More Groopman
December 1, 2009, 11:55 am
As a follow up to the very important article TPR linked to in a previous post, the New York Review of Books website has posted a fascinating interview with Dr. Jerome Groopman that is also essential reading. The following excerpt will give insight into the approach to medicine he advocates:
“I think it’s important that a physician try to understand the experience of illness as best as he or she can. It’s clear in certain necessary but difficult and disfiguring surgeries like mastectomy. There are patients who experience gastrointestinal disease, colitis, inflammatory bowel disease. And these are sensitive and often highly symbolic parts of our bodies. It’s incumbent upon a doctor who cares for patients dealing with maladies that affect these organs that have resonance with us on a symbolic level to probe and to try to understand the experience of the patient.
And it varies. Some patients may see malfunction in such parts of the body in a highly charged way, and others may not.

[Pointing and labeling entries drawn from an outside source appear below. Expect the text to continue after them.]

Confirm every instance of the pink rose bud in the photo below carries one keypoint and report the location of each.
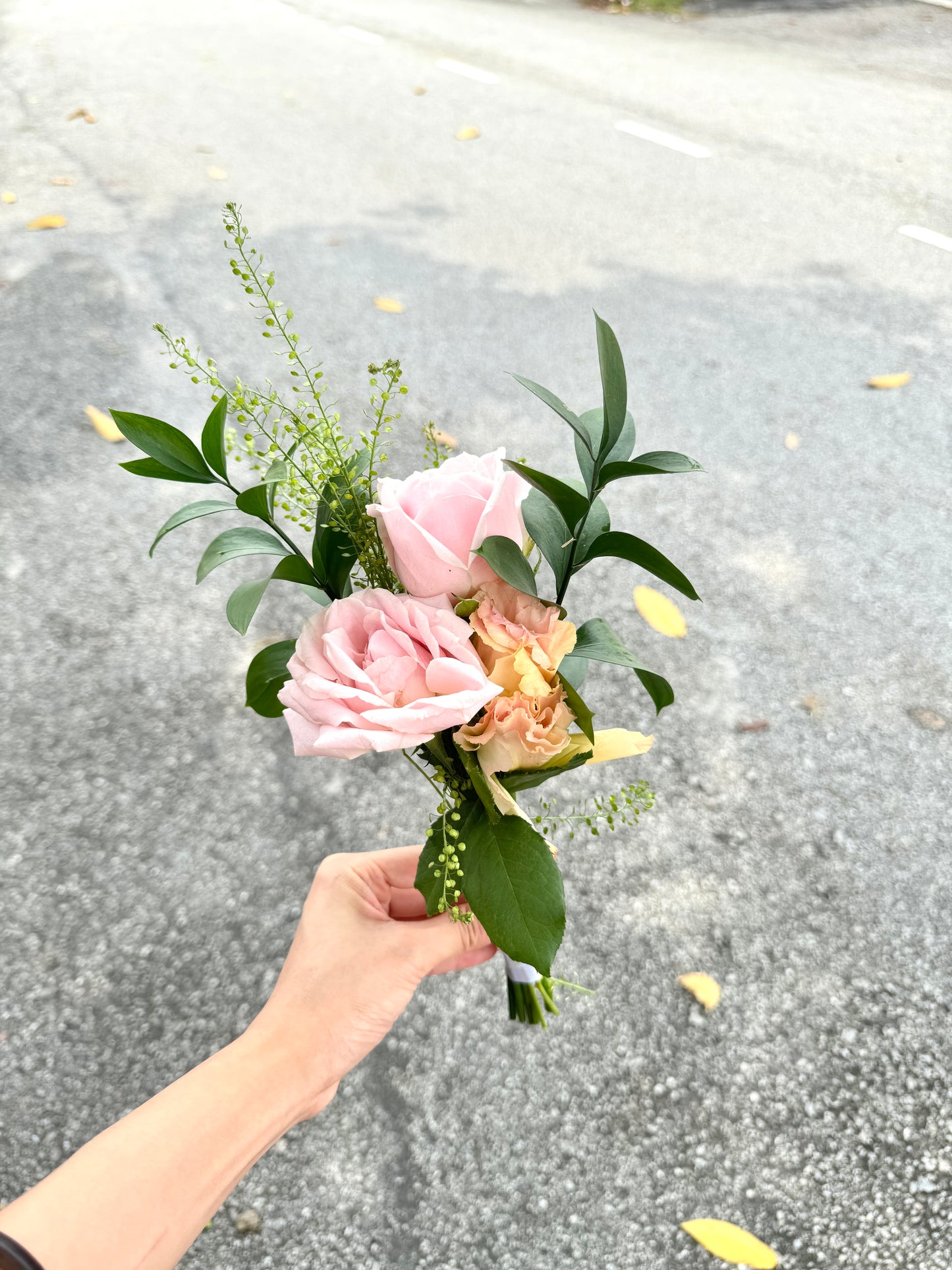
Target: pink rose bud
(432, 522)
(378, 671)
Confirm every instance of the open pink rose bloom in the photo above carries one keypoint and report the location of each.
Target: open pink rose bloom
(376, 672)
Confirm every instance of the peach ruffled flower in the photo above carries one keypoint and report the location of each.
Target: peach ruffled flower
(519, 639)
(518, 732)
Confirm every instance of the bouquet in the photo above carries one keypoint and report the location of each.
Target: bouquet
(439, 627)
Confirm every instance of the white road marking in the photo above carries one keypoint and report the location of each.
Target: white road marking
(663, 139)
(930, 237)
(447, 64)
(366, 37)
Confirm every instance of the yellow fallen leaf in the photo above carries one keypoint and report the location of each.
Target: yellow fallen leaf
(103, 424)
(702, 989)
(660, 612)
(47, 223)
(890, 382)
(730, 1244)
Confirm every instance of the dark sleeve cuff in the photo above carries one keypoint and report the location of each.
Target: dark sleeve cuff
(14, 1257)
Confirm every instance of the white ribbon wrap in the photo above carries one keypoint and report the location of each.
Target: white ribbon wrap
(520, 972)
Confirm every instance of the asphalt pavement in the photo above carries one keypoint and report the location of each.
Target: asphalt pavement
(159, 838)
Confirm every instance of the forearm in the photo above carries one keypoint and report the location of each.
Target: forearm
(138, 1196)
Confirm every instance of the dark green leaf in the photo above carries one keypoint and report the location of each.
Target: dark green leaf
(574, 670)
(549, 531)
(244, 601)
(513, 886)
(266, 675)
(213, 436)
(649, 465)
(190, 513)
(237, 542)
(534, 776)
(620, 451)
(615, 386)
(583, 715)
(165, 444)
(254, 502)
(479, 782)
(596, 639)
(571, 504)
(559, 407)
(626, 546)
(505, 559)
(159, 471)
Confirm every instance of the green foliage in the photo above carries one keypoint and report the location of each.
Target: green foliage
(267, 672)
(596, 815)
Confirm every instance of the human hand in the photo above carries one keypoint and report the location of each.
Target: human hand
(362, 946)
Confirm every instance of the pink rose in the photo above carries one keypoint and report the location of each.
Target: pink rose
(519, 732)
(432, 522)
(519, 639)
(378, 671)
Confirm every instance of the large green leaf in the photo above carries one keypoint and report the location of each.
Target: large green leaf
(583, 715)
(266, 675)
(571, 504)
(237, 542)
(505, 559)
(513, 886)
(254, 502)
(654, 464)
(596, 641)
(615, 386)
(163, 442)
(190, 513)
(549, 531)
(213, 436)
(155, 470)
(620, 451)
(560, 409)
(626, 546)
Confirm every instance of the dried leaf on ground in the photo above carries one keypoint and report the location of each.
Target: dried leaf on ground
(103, 424)
(47, 223)
(890, 382)
(702, 989)
(731, 1244)
(930, 719)
(660, 612)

And in making decisions in trying to help the person make choices that potentially could be life-saving, you want to be sure that you have as much insight as you can into how the person thinks about his or her body and how those thoughts and feelings factor into their preferences.
It’s a lot more than what you would find in some algorithm or guideline that says, well, if you have this tumor, this is what you do. If you have this inflammation in the bowel, this is what you do. That is not enough.”
The interview is also available as a podcast.